What is a Real Property Report?
A real property report (RPR) is a document prepared by a land surveyor that illustrates the location of visible improvements (for example, a house, garage, shed, deck, or fence) located on a property relative to the property boundaries.
An RPR will show:
· The legal description of the property;
· Dimensions and directions of all property boundaries;
· Designation of adjacent properties, roads, lanes;
· Location and description of all relevant improvements located on the property including dimensions and distances from the property boundaries;
· Right-of-way or easements as noted on the title to the property; and
· Location and dimension of any visible encroachments onto, or off of the property.
An RPR is often relied on by the buyer, seller, lender and the municipality as an accurate representation of the improvements located on the property. Once the RPR is prepared by the surveyor, it should be sent to the municipality for review. The municipality will issue written confirmation that the buildings and the structures on the property meet zoning bylaws and have building permits.
You should have an RPR for your property because:
· You will know the accurate locations and dimensions of buildings, improvements, rights-of-way and encroachments relative to boundaries of your property;
· You will know the physical dimensions of the property;
· It shows the location of improvements within the property boundaries;
· It shows encroachments from adjacent properties;
· It shows if there are any problems relating to property boundaries; and
· Your mortgage lender will need to ensure the property complies with municipal bylaws.

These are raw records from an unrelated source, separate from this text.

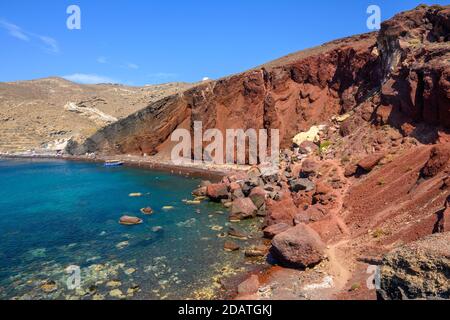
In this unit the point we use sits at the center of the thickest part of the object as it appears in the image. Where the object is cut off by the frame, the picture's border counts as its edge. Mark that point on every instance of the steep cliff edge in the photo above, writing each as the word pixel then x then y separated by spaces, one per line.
pixel 405 66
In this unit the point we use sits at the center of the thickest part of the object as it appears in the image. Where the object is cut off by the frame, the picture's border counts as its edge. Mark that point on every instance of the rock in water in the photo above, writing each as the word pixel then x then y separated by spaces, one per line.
pixel 419 270
pixel 298 247
pixel 129 221
pixel 368 163
pixel 243 208
pixel 217 192
pixel 273 230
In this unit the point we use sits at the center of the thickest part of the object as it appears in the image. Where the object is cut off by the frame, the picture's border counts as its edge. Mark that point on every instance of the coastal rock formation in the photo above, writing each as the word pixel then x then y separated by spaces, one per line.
pixel 419 270
pixel 298 247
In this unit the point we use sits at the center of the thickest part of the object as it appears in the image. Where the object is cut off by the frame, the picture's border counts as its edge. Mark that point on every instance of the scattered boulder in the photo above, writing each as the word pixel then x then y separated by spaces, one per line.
pixel 273 230
pixel 369 162
pixel 249 286
pixel 256 251
pixel 147 211
pixel 243 208
pixel 236 233
pixel 258 196
pixel 309 168
pixel 217 191
pixel 298 247
pixel 200 192
pixel 129 221
pixel 419 270
pixel 230 246
pixel 301 184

Things to Note about RPRS:
· RPRs do not need to include sidewalks, driveways, landings or small sheds but they should show decks and fences that reflect the property boundaries;
· RPRs should not be confused with lot grade certificates;
· Not all builders will provide you with a Real Property Report, so check your purchase agreement as to their obligation:
· RPRs take some time to prepare and to be reviewed by the municipality so sometimes the RPR will not be ready in time for your closing date; and
· RPRs are usually required in order for your lender to fund your new mortgage. However, if an RPR is not available from your builder for closing, your mortgage lender may accept title insurance or a holdback of funs instead.